Assume three numpy arrays x, y and z
z = (x**2)/ y for each x > 2 y
z = (x**2)/y**(3/2) for each x > 3 y
z = (1/x)*sin(x) for each x > 4 y
The array x, y and z are of-course made up but they illustrate the point of operating multiple if statements on multiple arrays. The arrays x, y and z are about 500,000 elements each.
One possible way (much like FORTRAN) is to create a variable i to index the arrays and use it to test if x[i] > 2*y[i] or x[i] > 3*y[i]. I assume it would be slow.
I need a fast, elegant and a more pythonic way to compute the array z.
UPDATE: I have tried the two methods and here are the results:
# Fortran way of loops:
import numpy as np
x=np.random.rand(40000,1)
y=np.random.rand(40000,1)
z = np.zeros(x.shape)
for i, v in enumerate(x):
#print i
if x[i] >2*y[i]:
z[i]= x[i]**2/y[i]
if x[i] > 3*y[i]:
z[i]=x[i]**2/y[i]**(1.5)
if x[i] > 4*y[i]:
z[i] = (1/x[i])*np.sin(x[i])
z = np.zeros(x.shape)
print z
#end----
The timing results are as follows:
real 0m0.920s
user 0m0.900s
sys 0m0.016s
The other piece of code used is:
# Pythonic way
import numpy as np
x=np.random.rand(40000,1)
y=np.random.rand(40000,1)
indices1 = np.where(x > 2*y)
indices2 = np.where(x > 3*y)
indices3 = np.where(x > 4*y)
z = np.zeros(x.shape)
z[indices1] = x[indices1]**2/y[indices1]
z[indices2] = x[indices2]**2/y[indices2]**(1.5)
z[indices3] = (1/x[indices3])*np.sin(x[indices3])
print z
# end of code -----
The timing results are as follows:
real 0m0.110s
user 0m0.076s
sys 0m0.028s
So there is a large difference in the execution times.
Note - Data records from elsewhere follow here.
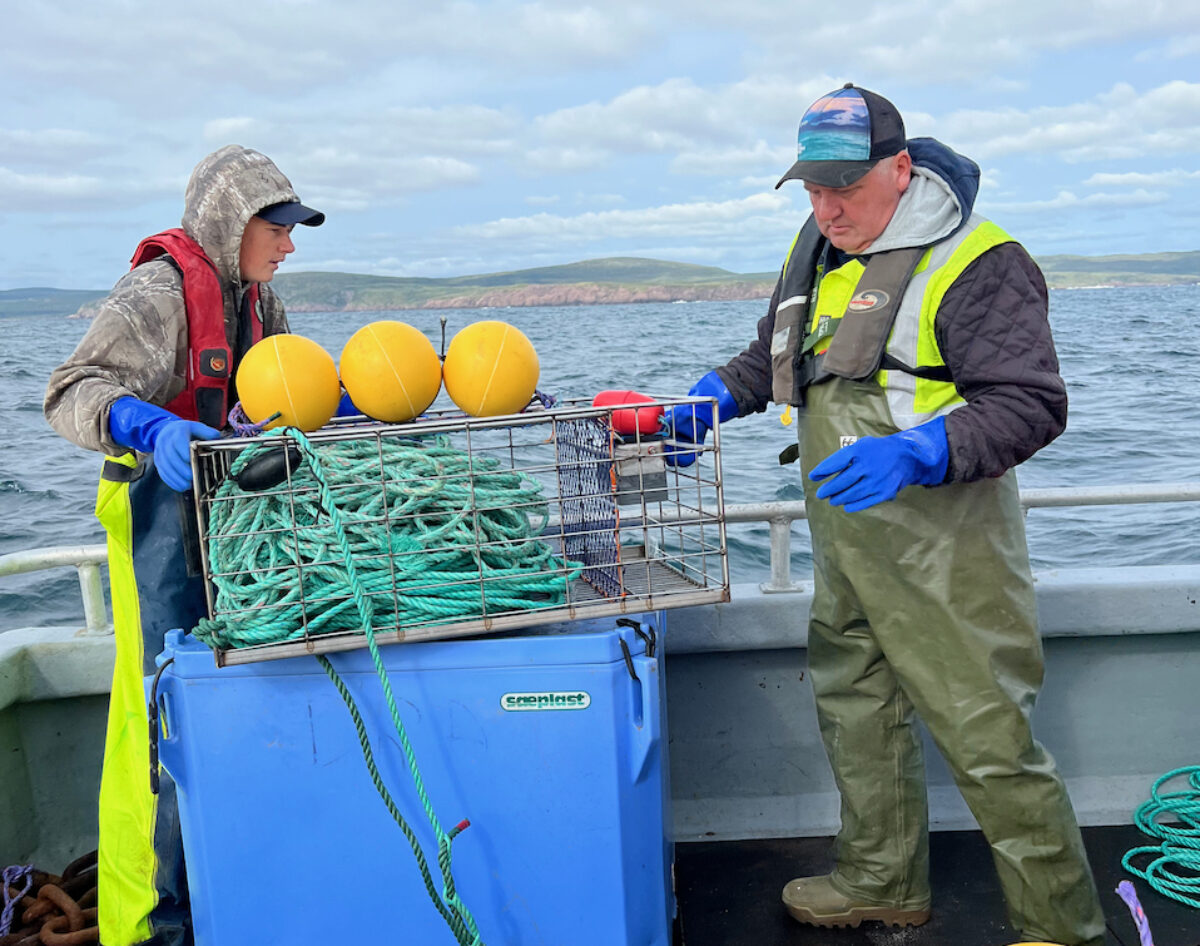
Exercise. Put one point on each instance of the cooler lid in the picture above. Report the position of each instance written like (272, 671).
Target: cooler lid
(594, 641)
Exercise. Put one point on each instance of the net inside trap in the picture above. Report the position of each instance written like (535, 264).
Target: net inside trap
(449, 526)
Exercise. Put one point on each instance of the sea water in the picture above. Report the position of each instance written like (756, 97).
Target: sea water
(1131, 358)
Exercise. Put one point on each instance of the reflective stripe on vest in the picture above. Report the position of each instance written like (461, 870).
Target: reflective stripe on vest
(915, 400)
(209, 355)
(912, 400)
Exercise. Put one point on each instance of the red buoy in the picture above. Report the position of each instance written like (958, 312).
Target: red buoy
(631, 421)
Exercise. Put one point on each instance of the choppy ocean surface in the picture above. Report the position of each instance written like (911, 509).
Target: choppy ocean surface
(1131, 358)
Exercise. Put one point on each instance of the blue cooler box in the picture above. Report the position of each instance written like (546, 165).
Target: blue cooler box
(552, 744)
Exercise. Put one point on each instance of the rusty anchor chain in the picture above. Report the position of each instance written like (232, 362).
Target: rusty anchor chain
(63, 912)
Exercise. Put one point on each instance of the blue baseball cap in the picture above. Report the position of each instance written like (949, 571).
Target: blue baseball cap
(291, 213)
(843, 136)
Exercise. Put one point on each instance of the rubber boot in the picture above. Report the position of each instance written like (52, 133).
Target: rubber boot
(817, 903)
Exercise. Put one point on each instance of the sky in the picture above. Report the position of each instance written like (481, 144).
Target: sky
(455, 138)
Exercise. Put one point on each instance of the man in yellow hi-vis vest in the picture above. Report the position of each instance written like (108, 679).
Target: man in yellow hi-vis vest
(155, 371)
(911, 336)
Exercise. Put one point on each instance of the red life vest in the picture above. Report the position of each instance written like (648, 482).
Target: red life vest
(209, 359)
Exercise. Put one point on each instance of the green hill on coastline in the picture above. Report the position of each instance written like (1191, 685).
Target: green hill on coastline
(589, 282)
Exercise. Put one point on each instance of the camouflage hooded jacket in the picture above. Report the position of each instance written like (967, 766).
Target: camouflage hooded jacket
(137, 345)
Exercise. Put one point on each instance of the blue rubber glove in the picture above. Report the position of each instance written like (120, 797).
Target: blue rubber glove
(691, 423)
(874, 469)
(141, 426)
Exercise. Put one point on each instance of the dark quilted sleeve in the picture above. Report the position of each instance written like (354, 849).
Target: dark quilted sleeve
(748, 375)
(994, 334)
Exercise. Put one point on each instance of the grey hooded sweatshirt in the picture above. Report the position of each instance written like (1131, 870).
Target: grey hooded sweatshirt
(137, 343)
(991, 329)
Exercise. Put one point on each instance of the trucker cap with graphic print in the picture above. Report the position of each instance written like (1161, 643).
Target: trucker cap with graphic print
(291, 213)
(843, 136)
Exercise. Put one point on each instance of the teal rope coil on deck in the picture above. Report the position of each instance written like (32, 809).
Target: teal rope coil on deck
(436, 534)
(1175, 819)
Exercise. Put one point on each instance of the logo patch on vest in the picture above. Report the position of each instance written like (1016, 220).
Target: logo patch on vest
(214, 363)
(867, 300)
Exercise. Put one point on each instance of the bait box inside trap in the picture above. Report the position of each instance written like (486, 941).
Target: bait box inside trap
(551, 742)
(453, 526)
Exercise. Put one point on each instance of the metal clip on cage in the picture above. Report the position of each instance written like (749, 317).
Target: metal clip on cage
(450, 526)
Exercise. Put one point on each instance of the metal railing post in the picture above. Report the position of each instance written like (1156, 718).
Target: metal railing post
(95, 612)
(780, 557)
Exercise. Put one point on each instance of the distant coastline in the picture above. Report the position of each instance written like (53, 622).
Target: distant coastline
(612, 281)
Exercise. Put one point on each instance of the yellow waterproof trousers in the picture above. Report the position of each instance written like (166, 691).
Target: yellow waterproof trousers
(141, 856)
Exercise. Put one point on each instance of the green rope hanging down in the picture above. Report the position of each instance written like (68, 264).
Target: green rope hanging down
(1175, 819)
(455, 516)
(436, 536)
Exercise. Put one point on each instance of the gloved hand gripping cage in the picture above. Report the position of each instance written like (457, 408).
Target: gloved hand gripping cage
(449, 526)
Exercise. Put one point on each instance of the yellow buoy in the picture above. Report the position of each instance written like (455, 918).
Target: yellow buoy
(491, 369)
(289, 375)
(390, 371)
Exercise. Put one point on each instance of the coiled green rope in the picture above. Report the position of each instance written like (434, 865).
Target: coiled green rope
(1175, 868)
(369, 516)
(436, 534)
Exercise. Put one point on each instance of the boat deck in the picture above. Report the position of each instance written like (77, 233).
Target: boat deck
(729, 894)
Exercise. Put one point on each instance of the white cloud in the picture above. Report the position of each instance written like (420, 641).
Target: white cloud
(1068, 201)
(700, 219)
(1144, 179)
(1119, 124)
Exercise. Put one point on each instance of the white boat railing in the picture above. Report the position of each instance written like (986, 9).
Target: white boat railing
(87, 561)
(779, 516)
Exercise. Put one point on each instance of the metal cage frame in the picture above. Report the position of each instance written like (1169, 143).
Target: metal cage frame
(643, 534)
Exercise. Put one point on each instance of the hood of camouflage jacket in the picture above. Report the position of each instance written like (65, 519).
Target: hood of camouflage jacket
(226, 190)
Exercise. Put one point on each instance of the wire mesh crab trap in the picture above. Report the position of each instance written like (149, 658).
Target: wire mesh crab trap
(451, 526)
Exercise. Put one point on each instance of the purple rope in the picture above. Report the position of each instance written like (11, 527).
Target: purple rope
(1127, 893)
(241, 424)
(10, 878)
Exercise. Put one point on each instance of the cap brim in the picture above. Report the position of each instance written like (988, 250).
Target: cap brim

The two pieces were run on a ubuntu virtual machine with python 2.7.5
UPDATE: I did another test using
indices1 = x > 2*y
indices2 = x > 3*y
indices3 = x > 4*y
The timing results were:
real 0m0.105s
user 0m0.084s
sys 0m0.016s
SUMMARY: Method 3 is the most elegant and slightly faster than using np.where. Using explicit loops is very slow.